Oct 14, 2020 • 11 min read

Running Jupyter with Docker

Learn how to easily package up your Jupyter project environments with Docker. The goal of this article is to share some tips on what I’ve learned after sifting through the Jupyter Docker Stacks docs in order to come up with a nifty Docker solution to fit my needs.

In this article we will cover:

the basics of Jupyter - what is it, why is it useful 🚀
why use Docker with Jupyter - what is it, why is it useful 🐳
example - running a Jupyter container 💯
info on the official Jupyter images - good for customizing 📝
example - containerize a Jupyter project to share 🧩
example - Jupyter dev container to use anywhere, anytime 💻

Quick primer on Jupyter 🚀

(skip ahead if you’re familiar)

Jupyter Notebooks are a great resource to add to your dev toolkit. Notebooks are essentially applications you run on your web browser that allows you to write, edit, and execute code via a cool UI.

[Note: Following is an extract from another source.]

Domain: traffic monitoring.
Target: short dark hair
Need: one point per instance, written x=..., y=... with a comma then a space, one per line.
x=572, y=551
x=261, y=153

Think of it as an isolated coding sandbox, with the added perks of displaying visualizations, LaTeX equations, text, Markdown, images, running bash commands, and more. Notebook files have an .ipynb extension, and its contents are stored as JSON. They can be exported to different file formats like PDF, HTML, LaTeX which makes it easy to share your code with others.

In addition to notebooks, JupyterLab is a full blown web-based ecosystem to manage your notebooks and data. You can interact with your file system or open terminals and code consoles.

Both the Jupyter Notebook and JupyterLab are maintained by Project Jupyter. You might’ve seen Jupyter notebooks frequently used amongst the data science community, but its ease of use and flexibility can benefit everyone.

Docker in the mix 🐳

Installing the Jupyter Notebook server is as easy as a pip install or nothing at all if you’re using the conda Python distribution. But what if you didn’t want to install something on your host machine?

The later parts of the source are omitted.